Notebook for 2023-04-17
Broadening the Basin
All the methods we have so far discussed for solving nonlinear equations or optimization problems have the form
$$x_{k+1} = x_k + \alpha_k p_k$$
where $\alpha_k$ is a step size and $p_k$ is a search direction. We have described a wide variety of methods for choosing the search directions $p_k$. We have also analyzed several of these methods (or at least pointed to their analysis) under the assumption that the step sizes were chosen to be $\alpha_k = 1$ (or, in our analysis of gradient descent, $\alpha_k = \alpha$ some constant). But so far, our analyses have all come with the caveat that convergence is only assured for initial guesses that are “good enough.” We call the set of initial guesses for which a nonlinear solver or optimizer converges to a given solution $x_*$ the basin of convergence for $x_*$. In a previous lecture, we have already discussed some features that make the basin of convergence large or small for Newton and modified Newton iterations. Today we begin our discussion of globalization methods that allow us to guarantee convergence even if we lack a good enough initial guess to make our unguarded iterations converge.
In our discussion today, it will be convenient to focus on globalization by line search methods that make intelligent, adaptive choices of the step size. Informally, these methods work with any “reasonable” method for choosing search directions $p_k$ (which should at least be descent directions). An exact line search method seeks to minimize $g(\alpha) = \phi(x_k + \alpha p_k)$ by a one-dimensional optimization; but it turns out that the work required for exact line search usually does not justify the benefit. Instead, we consider inexact line search methods that choose step sizes $\alpha_k$ such that the methods:
Make significant progress in the downhill direction ($\alpha_k$ not too small).
But don’t step so far they go back uphill ($\alpha_k$ not too big).
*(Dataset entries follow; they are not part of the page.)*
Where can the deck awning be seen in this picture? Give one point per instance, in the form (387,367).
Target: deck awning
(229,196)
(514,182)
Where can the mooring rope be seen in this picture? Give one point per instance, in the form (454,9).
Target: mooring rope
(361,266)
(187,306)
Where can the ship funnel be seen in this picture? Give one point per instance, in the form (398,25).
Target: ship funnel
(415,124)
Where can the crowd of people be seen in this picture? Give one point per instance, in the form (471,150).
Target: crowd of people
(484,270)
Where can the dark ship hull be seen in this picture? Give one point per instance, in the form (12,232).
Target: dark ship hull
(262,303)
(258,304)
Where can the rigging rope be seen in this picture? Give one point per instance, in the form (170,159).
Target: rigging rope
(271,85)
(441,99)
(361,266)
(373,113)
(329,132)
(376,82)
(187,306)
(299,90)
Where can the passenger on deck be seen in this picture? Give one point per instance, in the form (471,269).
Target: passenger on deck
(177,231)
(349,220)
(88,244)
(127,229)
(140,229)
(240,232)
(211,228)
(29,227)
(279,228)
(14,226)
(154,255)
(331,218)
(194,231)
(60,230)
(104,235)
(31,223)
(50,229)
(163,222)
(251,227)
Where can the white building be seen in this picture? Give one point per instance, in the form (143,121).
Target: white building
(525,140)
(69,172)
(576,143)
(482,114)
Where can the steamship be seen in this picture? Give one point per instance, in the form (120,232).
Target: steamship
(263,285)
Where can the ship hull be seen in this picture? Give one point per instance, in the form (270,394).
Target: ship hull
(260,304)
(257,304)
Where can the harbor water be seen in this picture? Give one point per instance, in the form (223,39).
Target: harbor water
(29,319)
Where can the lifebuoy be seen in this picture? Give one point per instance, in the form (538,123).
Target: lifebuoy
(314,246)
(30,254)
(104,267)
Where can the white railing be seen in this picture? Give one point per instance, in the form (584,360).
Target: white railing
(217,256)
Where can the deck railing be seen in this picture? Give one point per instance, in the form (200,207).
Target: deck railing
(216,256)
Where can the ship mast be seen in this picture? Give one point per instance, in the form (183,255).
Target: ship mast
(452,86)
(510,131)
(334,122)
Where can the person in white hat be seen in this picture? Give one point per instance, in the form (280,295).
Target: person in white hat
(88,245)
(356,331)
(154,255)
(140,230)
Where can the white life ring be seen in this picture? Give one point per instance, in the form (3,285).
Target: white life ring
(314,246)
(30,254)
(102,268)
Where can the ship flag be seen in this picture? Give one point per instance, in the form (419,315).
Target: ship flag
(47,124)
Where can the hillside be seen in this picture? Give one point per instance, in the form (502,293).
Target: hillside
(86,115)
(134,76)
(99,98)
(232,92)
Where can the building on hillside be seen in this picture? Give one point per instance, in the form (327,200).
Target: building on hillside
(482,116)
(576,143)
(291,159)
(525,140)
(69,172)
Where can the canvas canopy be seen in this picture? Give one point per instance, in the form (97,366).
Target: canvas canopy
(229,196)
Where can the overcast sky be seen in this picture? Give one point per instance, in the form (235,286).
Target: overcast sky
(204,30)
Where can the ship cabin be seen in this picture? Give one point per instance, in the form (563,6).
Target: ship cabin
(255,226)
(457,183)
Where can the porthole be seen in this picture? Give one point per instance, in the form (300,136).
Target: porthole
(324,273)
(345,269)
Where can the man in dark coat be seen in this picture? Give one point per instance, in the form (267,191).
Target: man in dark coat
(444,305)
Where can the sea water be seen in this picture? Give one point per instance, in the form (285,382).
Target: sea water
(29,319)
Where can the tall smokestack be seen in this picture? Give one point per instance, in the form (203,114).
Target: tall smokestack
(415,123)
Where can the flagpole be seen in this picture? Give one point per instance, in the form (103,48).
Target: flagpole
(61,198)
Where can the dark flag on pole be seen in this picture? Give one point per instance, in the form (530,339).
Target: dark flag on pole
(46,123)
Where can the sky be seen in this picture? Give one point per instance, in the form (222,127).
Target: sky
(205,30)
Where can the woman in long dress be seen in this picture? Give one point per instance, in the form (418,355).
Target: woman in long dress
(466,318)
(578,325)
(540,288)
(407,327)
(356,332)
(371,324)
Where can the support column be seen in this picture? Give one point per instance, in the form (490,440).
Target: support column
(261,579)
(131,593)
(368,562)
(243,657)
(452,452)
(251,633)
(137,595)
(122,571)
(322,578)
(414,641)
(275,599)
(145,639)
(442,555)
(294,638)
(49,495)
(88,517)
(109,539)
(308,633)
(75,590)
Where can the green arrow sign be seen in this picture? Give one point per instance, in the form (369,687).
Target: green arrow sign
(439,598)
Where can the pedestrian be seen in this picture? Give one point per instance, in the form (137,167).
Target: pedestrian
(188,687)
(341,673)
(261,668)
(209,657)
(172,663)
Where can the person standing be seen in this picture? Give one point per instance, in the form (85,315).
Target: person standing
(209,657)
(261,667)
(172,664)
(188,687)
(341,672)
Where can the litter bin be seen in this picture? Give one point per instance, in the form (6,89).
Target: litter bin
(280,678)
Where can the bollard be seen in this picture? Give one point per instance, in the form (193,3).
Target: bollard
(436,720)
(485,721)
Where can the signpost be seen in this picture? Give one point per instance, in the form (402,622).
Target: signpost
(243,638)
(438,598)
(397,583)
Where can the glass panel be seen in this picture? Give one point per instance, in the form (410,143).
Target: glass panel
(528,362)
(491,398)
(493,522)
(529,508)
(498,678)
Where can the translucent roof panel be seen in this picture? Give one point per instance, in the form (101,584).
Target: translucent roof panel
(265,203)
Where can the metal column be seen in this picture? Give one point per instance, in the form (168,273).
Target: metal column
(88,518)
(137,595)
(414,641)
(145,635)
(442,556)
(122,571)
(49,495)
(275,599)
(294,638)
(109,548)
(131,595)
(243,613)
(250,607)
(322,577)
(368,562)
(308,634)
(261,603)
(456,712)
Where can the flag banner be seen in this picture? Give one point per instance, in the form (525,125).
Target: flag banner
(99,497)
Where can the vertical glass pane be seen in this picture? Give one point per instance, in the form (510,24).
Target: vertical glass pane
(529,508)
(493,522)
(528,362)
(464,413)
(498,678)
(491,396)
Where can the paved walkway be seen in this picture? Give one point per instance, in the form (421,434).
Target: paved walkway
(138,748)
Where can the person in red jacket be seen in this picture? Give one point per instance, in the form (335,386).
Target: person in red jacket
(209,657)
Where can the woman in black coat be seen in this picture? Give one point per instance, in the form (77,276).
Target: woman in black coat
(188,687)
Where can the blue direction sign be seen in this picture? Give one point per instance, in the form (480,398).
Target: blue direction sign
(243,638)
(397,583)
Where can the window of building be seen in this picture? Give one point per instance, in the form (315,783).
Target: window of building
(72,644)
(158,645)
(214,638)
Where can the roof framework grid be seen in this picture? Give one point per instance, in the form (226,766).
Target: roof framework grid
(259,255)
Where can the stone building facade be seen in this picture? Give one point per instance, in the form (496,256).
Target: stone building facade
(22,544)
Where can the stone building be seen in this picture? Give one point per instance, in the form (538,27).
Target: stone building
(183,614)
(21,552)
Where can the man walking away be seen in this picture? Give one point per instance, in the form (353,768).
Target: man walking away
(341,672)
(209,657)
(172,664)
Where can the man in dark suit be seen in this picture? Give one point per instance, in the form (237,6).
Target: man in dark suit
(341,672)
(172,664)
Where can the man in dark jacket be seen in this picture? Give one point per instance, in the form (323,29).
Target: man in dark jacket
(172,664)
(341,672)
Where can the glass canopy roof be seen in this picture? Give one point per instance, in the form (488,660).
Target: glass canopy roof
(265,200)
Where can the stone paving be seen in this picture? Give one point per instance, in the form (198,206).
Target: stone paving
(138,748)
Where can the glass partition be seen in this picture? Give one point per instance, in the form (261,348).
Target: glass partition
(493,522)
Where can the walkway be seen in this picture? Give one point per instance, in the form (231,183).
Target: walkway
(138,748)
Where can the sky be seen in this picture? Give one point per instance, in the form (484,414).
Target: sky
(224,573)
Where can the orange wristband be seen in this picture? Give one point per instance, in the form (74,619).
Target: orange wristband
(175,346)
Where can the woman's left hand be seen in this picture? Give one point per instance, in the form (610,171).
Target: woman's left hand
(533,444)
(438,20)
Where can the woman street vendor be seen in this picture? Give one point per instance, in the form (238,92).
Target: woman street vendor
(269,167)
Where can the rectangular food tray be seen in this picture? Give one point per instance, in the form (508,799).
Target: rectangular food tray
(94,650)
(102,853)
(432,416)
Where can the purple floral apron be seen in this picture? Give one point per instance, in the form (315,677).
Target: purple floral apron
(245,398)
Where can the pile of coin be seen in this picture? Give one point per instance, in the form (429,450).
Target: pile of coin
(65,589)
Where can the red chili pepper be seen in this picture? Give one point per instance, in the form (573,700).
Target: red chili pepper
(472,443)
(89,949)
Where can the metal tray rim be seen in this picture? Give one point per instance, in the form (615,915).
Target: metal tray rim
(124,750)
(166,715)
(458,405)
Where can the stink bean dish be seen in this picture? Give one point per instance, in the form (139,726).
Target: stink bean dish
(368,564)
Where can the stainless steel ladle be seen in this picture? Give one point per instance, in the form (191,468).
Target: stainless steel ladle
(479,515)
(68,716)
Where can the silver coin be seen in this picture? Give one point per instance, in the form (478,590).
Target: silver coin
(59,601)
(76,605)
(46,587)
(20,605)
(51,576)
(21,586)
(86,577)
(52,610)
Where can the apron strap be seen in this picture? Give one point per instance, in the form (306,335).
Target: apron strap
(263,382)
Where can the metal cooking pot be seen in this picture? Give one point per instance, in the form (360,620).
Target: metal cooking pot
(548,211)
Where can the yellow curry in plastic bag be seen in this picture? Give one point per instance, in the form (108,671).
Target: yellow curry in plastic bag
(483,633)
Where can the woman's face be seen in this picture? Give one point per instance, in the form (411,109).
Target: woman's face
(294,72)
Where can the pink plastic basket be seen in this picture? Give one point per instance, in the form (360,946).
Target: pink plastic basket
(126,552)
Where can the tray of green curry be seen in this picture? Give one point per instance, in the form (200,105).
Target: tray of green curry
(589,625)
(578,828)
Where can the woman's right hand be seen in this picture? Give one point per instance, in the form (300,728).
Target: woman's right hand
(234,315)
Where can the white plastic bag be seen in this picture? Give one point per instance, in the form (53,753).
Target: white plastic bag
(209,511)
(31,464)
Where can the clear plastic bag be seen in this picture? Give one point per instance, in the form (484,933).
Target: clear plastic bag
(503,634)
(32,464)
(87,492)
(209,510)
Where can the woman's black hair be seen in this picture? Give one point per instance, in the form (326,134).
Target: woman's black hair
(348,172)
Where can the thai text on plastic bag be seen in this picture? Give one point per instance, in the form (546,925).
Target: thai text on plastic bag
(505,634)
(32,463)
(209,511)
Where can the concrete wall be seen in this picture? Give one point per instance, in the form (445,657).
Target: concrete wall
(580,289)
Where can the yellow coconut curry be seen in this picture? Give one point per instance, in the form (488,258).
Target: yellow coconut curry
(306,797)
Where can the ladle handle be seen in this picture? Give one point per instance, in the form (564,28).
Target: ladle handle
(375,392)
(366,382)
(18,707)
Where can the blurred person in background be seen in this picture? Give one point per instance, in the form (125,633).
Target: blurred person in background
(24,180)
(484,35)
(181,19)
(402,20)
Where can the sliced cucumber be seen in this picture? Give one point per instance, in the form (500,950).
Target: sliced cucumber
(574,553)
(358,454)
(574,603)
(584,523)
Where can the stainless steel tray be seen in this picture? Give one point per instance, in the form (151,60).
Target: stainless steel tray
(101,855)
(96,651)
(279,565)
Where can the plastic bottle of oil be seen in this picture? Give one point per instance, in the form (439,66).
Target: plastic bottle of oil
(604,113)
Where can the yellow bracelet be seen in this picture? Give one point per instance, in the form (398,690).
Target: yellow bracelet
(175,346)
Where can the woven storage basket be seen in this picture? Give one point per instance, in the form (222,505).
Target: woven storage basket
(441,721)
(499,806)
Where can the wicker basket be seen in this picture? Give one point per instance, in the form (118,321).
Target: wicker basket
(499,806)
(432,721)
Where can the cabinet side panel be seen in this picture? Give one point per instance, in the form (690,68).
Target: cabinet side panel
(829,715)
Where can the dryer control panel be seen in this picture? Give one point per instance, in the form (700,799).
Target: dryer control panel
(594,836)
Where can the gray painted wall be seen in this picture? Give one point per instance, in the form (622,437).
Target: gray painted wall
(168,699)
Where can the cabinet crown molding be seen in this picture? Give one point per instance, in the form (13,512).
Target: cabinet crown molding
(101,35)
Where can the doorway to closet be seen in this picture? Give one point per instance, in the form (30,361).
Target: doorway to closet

We need to tighten and formalize these conditions a little bit in order to obtain formal convergence results, but this is the right intuition.
A series of unfortunate examples
In order to illustrate the conditions we will require – and the limits of our approach – we will first consider three illustrative examples.
The long march to infinity
Consider the one-dimensional objective function
$$\phi(x) = x \tan^{-1}(x) - \frac{1}{2} \log(1+x^2).$$
The first and second derivatives of $\phi$ are
$$\begin{aligned} \phi'(x) &= \tan^{-1}(x) \\ \phi''(x) &= \frac{1}{1+x^2}. \end{aligned}$$
This is a convex function with a unique global minimum $\phi(0) = 0$. To find this minimum, we might first consider Newton’s iteration:
$$x_{k+1} = x_k - \frac{\phi'(x)}{\phi''(x)} = x_k - (1+x_k^2) \tan^{-1}(x_k).$$
The Newton step is always in a descent direction, and the iteration converges for $|x_0| \leq \xi \approx 1.3917$; here $\xi$ is the solution to the "anti-fixed-point" equation
$$-\xi = \xi - (1+\xi^2) \tan^{-1}(\xi).$$
"ξ is 1.391745200270735; g(ξ)=0.0"
For any $|x_0| < \xi$, the iterates monotonically decrease in magnitude, For any $|x_0| > \xi$, the iterates blow up, alternating between positive and negative numbers of increasingly wild magnitudes. The Newton step always goes in the right direction, but it goes too far.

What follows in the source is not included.